As American muscle cars have never been the last word in handling ability, that’s not to damn the ZL1’s LT4 engine with faint praise, but instead to comment on the surprisingly good suspension performance, grip, ride/handling balance and road holding. And for all its scenery-blurring power, how ‘mature’ in personality the LT4 itself is.
If you were coming from a Gen-F GTS with its LSA, you’ll find the LT4’s character quite familiar. Both engines have a lot of loud supercharger whine at any speed and load, but pin the throttle and an angry exhaust note somewhat fights for your attention with an unappealing hoarse, whooshing induction noise. This is true of the ZL1’s LT4 – for noise, it’s not as satisfying as the meaty, snarling, very V8 notes we enjoyed from the LS9, Gen-F2 LSAs and even the atmo LS3 in the VF II SS. Basically, we thought the ZL1 would sound a lot meaner.
Instead it’s the handling that far surpasses expectations. Having only experienced 2SS Camaros with fixed dampers (very much nothing special), the Magnetic Ride Control in the ZL1 is game-changing, offering outstanding ride quality, mid-corner compliance and giving you confidence to exploit the huge lateral grip of those tyres. Unexpectedly on a twisty road the ZL1 experience is mostly about daring to carry more and more speed into corners – and you can carry a lot.

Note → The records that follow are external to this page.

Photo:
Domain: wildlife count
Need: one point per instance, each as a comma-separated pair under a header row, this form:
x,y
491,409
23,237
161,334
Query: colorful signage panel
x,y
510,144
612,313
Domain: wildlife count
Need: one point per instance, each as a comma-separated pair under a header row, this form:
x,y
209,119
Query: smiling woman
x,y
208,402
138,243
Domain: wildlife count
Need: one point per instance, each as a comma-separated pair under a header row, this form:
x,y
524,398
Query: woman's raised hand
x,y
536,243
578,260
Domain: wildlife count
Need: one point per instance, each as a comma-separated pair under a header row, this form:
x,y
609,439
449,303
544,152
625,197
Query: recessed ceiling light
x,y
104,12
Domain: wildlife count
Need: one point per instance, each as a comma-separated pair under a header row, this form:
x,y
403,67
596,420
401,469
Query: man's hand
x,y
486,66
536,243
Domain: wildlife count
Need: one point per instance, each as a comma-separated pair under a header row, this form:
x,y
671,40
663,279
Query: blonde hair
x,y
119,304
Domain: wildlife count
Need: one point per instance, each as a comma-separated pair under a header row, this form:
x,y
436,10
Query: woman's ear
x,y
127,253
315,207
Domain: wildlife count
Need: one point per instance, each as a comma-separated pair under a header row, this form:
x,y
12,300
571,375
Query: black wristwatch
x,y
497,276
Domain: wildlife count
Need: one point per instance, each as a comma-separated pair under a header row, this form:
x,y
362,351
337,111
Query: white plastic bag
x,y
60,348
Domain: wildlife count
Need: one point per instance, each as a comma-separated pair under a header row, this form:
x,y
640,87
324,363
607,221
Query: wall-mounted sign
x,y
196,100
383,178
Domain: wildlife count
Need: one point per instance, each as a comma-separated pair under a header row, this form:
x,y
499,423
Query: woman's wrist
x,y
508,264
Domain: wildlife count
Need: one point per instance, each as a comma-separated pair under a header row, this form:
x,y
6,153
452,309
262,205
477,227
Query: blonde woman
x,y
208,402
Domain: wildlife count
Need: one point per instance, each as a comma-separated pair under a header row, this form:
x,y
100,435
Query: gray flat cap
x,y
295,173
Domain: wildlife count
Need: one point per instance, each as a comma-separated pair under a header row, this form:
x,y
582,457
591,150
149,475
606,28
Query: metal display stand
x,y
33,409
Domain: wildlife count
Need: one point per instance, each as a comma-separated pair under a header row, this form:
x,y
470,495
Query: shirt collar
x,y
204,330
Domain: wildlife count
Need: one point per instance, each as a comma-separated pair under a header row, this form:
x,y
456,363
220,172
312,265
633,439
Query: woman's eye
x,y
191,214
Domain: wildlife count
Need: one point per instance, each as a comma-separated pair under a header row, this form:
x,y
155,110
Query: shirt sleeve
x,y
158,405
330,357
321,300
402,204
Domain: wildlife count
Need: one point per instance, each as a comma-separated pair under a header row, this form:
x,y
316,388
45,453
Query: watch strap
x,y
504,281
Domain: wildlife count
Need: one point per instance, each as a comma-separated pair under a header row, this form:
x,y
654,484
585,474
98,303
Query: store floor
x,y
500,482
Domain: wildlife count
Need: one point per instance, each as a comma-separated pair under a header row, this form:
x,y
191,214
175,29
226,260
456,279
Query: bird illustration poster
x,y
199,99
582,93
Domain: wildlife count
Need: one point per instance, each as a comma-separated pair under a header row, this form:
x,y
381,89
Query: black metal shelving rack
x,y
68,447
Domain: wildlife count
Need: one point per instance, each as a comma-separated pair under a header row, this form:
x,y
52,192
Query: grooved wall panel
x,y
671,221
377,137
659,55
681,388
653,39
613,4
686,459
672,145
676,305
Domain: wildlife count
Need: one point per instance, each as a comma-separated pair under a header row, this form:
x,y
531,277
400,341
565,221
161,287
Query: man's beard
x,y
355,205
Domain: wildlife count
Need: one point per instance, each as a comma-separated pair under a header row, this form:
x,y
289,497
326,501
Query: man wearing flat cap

Acceleration is also unbelievably strong but maybe we’ve driven too many supercars lately because it isn’t as dizzying as we thought 477kW would feel. The linear supercharged power delivery does hide the rampaging nature of the acceleration somewhat; the performance numbers will tell all, when we can get them.
The brakes are also outstanding. Meanwhile the 10-speed is pretty good but its surprisingly tall gearing such that it may as well be a six-speed auto with four overdrives (you never really get beyond fifth gear).
A tyre-frying, mega-mumbo muscle car still lives within the ZL1, buried under layers of electronics. It hasn’t forgotten its roots. But mostly, we’re surprised how the vibes of the ZL1 are very much more fast, mature, Euro-wannabe grand tourer than menacing, animalistic American muscle car. Whether this is a good or a bad thing will depend on what you want.
The price is the real tricky one with the ZL1. In isolation it’s a great car and clearly HSV has been emboldened by the sell-out success of the $170K W1. At $160K the ZL1 is a hard sell beside similar-priced and very, very accomplished German rivals (of which there are many). Like the W1 though, it’s probable that HSV is betting those who want a ZL1, are unlikely to want or have tried anything else.
All about the drive on MOTOR car reviews
2019 CHEVROLET CAMARO ZL1 SPECS
Engine: 6162cc V8, OHV, 16v, supercharged
Power: 477kW @ 6400rpm
Torque: 881Nm @ 3600rpm
0-100km/h: 4.2sec (est)
Like: Don’t-mess-with-me styling; outstanding ride/handling balance; epic grip and grunt
Dislike: Bold pricing; interior feels a bit $80K; could sound ‘meaner’; trying to be too nice?
Rating: 4 out of 5 stars
Mercedes-AMG C63 S Coupe
4.0-litre twin-turbo V8, RWD, 375kW/700Nm, 0-100km/h 3.9sec, 1725kg, $163,200
With its thuggish styling, lawless disdain for rear tyres and burbly, snarling V8, the C63 S Coupe is more of a muscle car than the ZL1. Big call. Sharper handling and nicer interior, too.